Monday, I’ll be speaking on “Linked Data” at the 49th German Market Research Congress 2014. In my talk, there will be many examples of how to apply the basic approach and measurements of Social Network Analysis to various topics ranging from brand affinities as measured in the market-media study best for planning, the financial network between venture capital firms and start-ups and the location graph on Foursquare.

Because I haven’t seen many examples on using the Foursquare API to generate location graphs, I would like to explain my approach a little bit deeper. At first sight, the Foursquare API differs from many other Social Media APIs because it just allows you to access data about your own account. So, there is no general stream (or firehose) of check-in events that could be used to calculate user journeys or the relations between different places.

Fortunately, there’s another method that is very helpful for this purpose: You can query the API for any given Foursquare location to output up to five venues that were most frequently accessed after this location. This begs for a recursive approach of downloading the next locations for the next locations for the next locations and so on … and transform this data into the location graph.
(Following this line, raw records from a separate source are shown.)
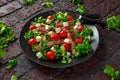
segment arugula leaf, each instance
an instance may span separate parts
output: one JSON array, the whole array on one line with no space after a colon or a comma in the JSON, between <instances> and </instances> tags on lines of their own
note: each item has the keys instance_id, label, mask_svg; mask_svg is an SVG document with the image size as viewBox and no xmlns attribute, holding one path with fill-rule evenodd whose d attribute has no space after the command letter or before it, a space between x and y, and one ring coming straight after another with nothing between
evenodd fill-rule
<instances>
[{"instance_id":1,"label":"arugula leaf","mask_svg":"<svg viewBox=\"0 0 120 80\"><path fill-rule=\"evenodd\" d=\"M15 67L17 65L17 60L12 59L8 61L8 66L6 67L6 69L11 69L13 67Z\"/></svg>"},{"instance_id":2,"label":"arugula leaf","mask_svg":"<svg viewBox=\"0 0 120 80\"><path fill-rule=\"evenodd\" d=\"M4 48L8 47L10 41L15 40L15 35L11 27L7 26L4 22L0 22L0 58L5 56Z\"/></svg>"},{"instance_id":3,"label":"arugula leaf","mask_svg":"<svg viewBox=\"0 0 120 80\"><path fill-rule=\"evenodd\" d=\"M109 65L105 65L104 71L107 76L111 77L111 80L117 80L120 78L120 71L115 71L114 68L112 68Z\"/></svg>"},{"instance_id":4,"label":"arugula leaf","mask_svg":"<svg viewBox=\"0 0 120 80\"><path fill-rule=\"evenodd\" d=\"M108 28L120 32L120 15L107 18Z\"/></svg>"},{"instance_id":5,"label":"arugula leaf","mask_svg":"<svg viewBox=\"0 0 120 80\"><path fill-rule=\"evenodd\" d=\"M18 80L18 77L16 75L12 75L11 80Z\"/></svg>"},{"instance_id":6,"label":"arugula leaf","mask_svg":"<svg viewBox=\"0 0 120 80\"><path fill-rule=\"evenodd\" d=\"M35 0L23 0L23 2L25 5L32 5L35 2Z\"/></svg>"},{"instance_id":7,"label":"arugula leaf","mask_svg":"<svg viewBox=\"0 0 120 80\"><path fill-rule=\"evenodd\" d=\"M82 6L80 4L78 4L77 6L78 6L78 8L76 9L76 11L79 12L81 15L84 15L88 12L88 10L85 6Z\"/></svg>"},{"instance_id":8,"label":"arugula leaf","mask_svg":"<svg viewBox=\"0 0 120 80\"><path fill-rule=\"evenodd\" d=\"M53 2L51 2L50 0L46 0L41 5L42 6L47 6L47 7L53 7L54 6Z\"/></svg>"}]
</instances>

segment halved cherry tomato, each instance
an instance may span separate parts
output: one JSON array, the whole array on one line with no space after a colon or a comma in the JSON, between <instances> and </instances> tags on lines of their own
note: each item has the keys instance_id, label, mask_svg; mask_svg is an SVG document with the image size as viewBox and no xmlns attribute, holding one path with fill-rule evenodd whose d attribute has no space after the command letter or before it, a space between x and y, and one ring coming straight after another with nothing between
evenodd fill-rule
<instances>
[{"instance_id":1,"label":"halved cherry tomato","mask_svg":"<svg viewBox=\"0 0 120 80\"><path fill-rule=\"evenodd\" d=\"M84 26L81 25L81 26L78 27L78 29L81 32L84 29Z\"/></svg>"},{"instance_id":2,"label":"halved cherry tomato","mask_svg":"<svg viewBox=\"0 0 120 80\"><path fill-rule=\"evenodd\" d=\"M32 46L33 44L38 44L37 40L35 38L31 38L29 41L28 41L28 44L30 46Z\"/></svg>"},{"instance_id":3,"label":"halved cherry tomato","mask_svg":"<svg viewBox=\"0 0 120 80\"><path fill-rule=\"evenodd\" d=\"M73 17L72 17L72 16L70 16L70 15L69 15L67 18L68 18L68 21L73 20Z\"/></svg>"},{"instance_id":4,"label":"halved cherry tomato","mask_svg":"<svg viewBox=\"0 0 120 80\"><path fill-rule=\"evenodd\" d=\"M64 46L66 51L70 50L70 45L69 44L64 43L63 46Z\"/></svg>"},{"instance_id":5,"label":"halved cherry tomato","mask_svg":"<svg viewBox=\"0 0 120 80\"><path fill-rule=\"evenodd\" d=\"M83 40L84 40L83 38L79 37L79 38L75 39L75 43L76 44L83 43Z\"/></svg>"},{"instance_id":6,"label":"halved cherry tomato","mask_svg":"<svg viewBox=\"0 0 120 80\"><path fill-rule=\"evenodd\" d=\"M49 60L54 60L54 59L55 59L55 52L53 52L53 51L48 51L48 52L46 53L46 57L47 57L47 59L49 59Z\"/></svg>"},{"instance_id":7,"label":"halved cherry tomato","mask_svg":"<svg viewBox=\"0 0 120 80\"><path fill-rule=\"evenodd\" d=\"M53 33L53 34L50 36L50 39L57 41L57 40L60 39L60 36L59 36L57 33Z\"/></svg>"},{"instance_id":8,"label":"halved cherry tomato","mask_svg":"<svg viewBox=\"0 0 120 80\"><path fill-rule=\"evenodd\" d=\"M31 25L31 26L29 27L29 30L33 30L33 29L36 29L36 28L37 28L36 26Z\"/></svg>"},{"instance_id":9,"label":"halved cherry tomato","mask_svg":"<svg viewBox=\"0 0 120 80\"><path fill-rule=\"evenodd\" d=\"M52 20L54 17L52 16L52 15L49 15L48 17L47 17L47 19L50 19L50 20Z\"/></svg>"},{"instance_id":10,"label":"halved cherry tomato","mask_svg":"<svg viewBox=\"0 0 120 80\"><path fill-rule=\"evenodd\" d=\"M66 31L65 28L62 31L60 31L60 37L61 38L66 38L67 37L67 31Z\"/></svg>"}]
</instances>

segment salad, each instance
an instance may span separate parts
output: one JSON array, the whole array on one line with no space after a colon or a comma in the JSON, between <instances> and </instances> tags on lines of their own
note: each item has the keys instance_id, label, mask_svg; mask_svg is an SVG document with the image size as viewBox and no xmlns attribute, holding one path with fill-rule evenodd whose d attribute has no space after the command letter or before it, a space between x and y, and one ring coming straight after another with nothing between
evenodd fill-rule
<instances>
[{"instance_id":1,"label":"salad","mask_svg":"<svg viewBox=\"0 0 120 80\"><path fill-rule=\"evenodd\" d=\"M88 26L81 25L81 20L58 12L35 18L24 38L38 59L68 64L92 53L92 33Z\"/></svg>"}]
</instances>

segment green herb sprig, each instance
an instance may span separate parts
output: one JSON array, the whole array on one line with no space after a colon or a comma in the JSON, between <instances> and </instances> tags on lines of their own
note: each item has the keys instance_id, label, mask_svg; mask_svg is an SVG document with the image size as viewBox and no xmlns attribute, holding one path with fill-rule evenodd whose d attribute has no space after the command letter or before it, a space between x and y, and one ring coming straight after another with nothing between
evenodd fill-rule
<instances>
[{"instance_id":1,"label":"green herb sprig","mask_svg":"<svg viewBox=\"0 0 120 80\"><path fill-rule=\"evenodd\" d=\"M46 1L43 2L41 5L42 5L42 6L46 6L46 7L53 7L53 6L54 6L53 2L50 1L50 0L46 0Z\"/></svg>"},{"instance_id":2,"label":"green herb sprig","mask_svg":"<svg viewBox=\"0 0 120 80\"><path fill-rule=\"evenodd\" d=\"M15 35L11 27L7 26L4 22L0 22L0 58L5 56L4 48L8 47L10 41L15 40Z\"/></svg>"},{"instance_id":3,"label":"green herb sprig","mask_svg":"<svg viewBox=\"0 0 120 80\"><path fill-rule=\"evenodd\" d=\"M115 70L114 68L112 68L109 65L105 65L104 73L107 76L110 76L111 80L118 80L120 78L120 71Z\"/></svg>"},{"instance_id":4,"label":"green herb sprig","mask_svg":"<svg viewBox=\"0 0 120 80\"><path fill-rule=\"evenodd\" d=\"M120 15L107 18L108 28L120 32Z\"/></svg>"}]
</instances>

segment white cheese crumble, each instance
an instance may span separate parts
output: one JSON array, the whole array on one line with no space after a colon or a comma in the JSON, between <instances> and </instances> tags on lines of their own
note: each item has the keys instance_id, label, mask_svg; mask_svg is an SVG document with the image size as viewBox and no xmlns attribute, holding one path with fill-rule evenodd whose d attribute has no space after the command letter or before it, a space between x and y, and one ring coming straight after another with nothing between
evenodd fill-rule
<instances>
[{"instance_id":1,"label":"white cheese crumble","mask_svg":"<svg viewBox=\"0 0 120 80\"><path fill-rule=\"evenodd\" d=\"M64 39L64 42L66 42L66 43L68 43L68 44L69 44L69 43L70 43L70 39L65 38L65 39Z\"/></svg>"}]
</instances>

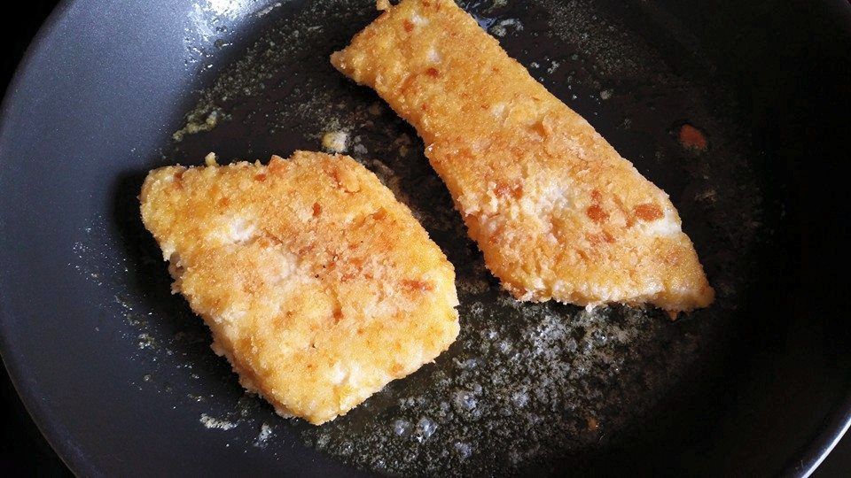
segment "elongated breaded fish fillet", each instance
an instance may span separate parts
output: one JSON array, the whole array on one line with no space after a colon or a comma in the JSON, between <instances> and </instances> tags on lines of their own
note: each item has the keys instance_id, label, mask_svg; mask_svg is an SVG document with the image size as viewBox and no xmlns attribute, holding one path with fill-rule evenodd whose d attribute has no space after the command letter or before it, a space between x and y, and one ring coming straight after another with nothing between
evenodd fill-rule
<instances>
[{"instance_id":1,"label":"elongated breaded fish fillet","mask_svg":"<svg viewBox=\"0 0 851 478\"><path fill-rule=\"evenodd\" d=\"M389 7L332 63L414 125L517 298L673 313L713 301L668 196L450 0Z\"/></svg>"},{"instance_id":2,"label":"elongated breaded fish fillet","mask_svg":"<svg viewBox=\"0 0 851 478\"><path fill-rule=\"evenodd\" d=\"M333 420L457 336L452 265L348 157L163 167L140 199L174 290L281 414Z\"/></svg>"}]
</instances>

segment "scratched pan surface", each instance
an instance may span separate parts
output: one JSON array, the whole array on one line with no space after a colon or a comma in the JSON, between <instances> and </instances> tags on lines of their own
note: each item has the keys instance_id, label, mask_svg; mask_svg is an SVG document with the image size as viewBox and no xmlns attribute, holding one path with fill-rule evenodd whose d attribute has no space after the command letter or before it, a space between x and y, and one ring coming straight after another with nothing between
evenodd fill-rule
<instances>
[{"instance_id":1,"label":"scratched pan surface","mask_svg":"<svg viewBox=\"0 0 851 478\"><path fill-rule=\"evenodd\" d=\"M777 89L797 82L746 81L748 67L777 66L765 60L773 36L727 31L757 19L788 31L794 12L745 11L725 28L699 5L462 3L671 196L718 292L671 322L500 290L416 133L328 63L375 18L372 2L166 4L64 4L4 104L4 359L73 470L805 474L847 422L847 332L833 319L843 305L800 300L839 287L805 281L831 267L806 248L844 237L800 234L815 220L801 211L824 194L801 163L818 133L795 128L800 112L781 104ZM847 8L831 6L831 35L846 35ZM823 13L807 14L816 19L796 21L812 28ZM787 40L802 52L804 38ZM840 78L846 64L831 58ZM705 148L683 144L683 125ZM791 130L803 135L772 143ZM347 152L455 265L462 331L434 364L316 428L245 394L209 350L200 319L169 294L136 197L152 167L319 150L326 132L347 135ZM811 214L823 227L842 217Z\"/></svg>"}]
</instances>

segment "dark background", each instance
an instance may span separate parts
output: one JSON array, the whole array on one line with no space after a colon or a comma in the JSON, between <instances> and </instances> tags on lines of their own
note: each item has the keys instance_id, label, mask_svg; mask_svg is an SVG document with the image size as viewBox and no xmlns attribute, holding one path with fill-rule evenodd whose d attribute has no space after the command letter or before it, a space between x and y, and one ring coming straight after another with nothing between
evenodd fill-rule
<instances>
[{"instance_id":1,"label":"dark background","mask_svg":"<svg viewBox=\"0 0 851 478\"><path fill-rule=\"evenodd\" d=\"M56 0L18 4L14 18L0 35L0 90L4 91L27 45L47 17ZM0 475L70 475L62 461L38 432L4 367L0 367ZM814 474L817 478L851 475L851 436L844 439Z\"/></svg>"}]
</instances>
I’ve written down this approach in an IPython Notebook, so you just have to find your API credentials and then you can start downloading your cities’ location graph. For Munich it looks like this (click to zoom):

Munich seen through Foursquare check-ins
Munich seen through Foursquare check-ins

The resulting network is very interesting, because the “distance” between the different locations is a fascinating mixture of

  • spatial distance: places that are nearby are more likely to be connected (think of neighborhoods)
  • temporal distance: places that can be reached in a short time are more likely to be connected (think of places that are quite far apart but can be reached in no time by highway)
  • affective/social distance: places that belong to a common lifestyle are more likely to be connected

    Feel free to clone the code from my github. I’m looking forward to seeing the network visualizations of your cities.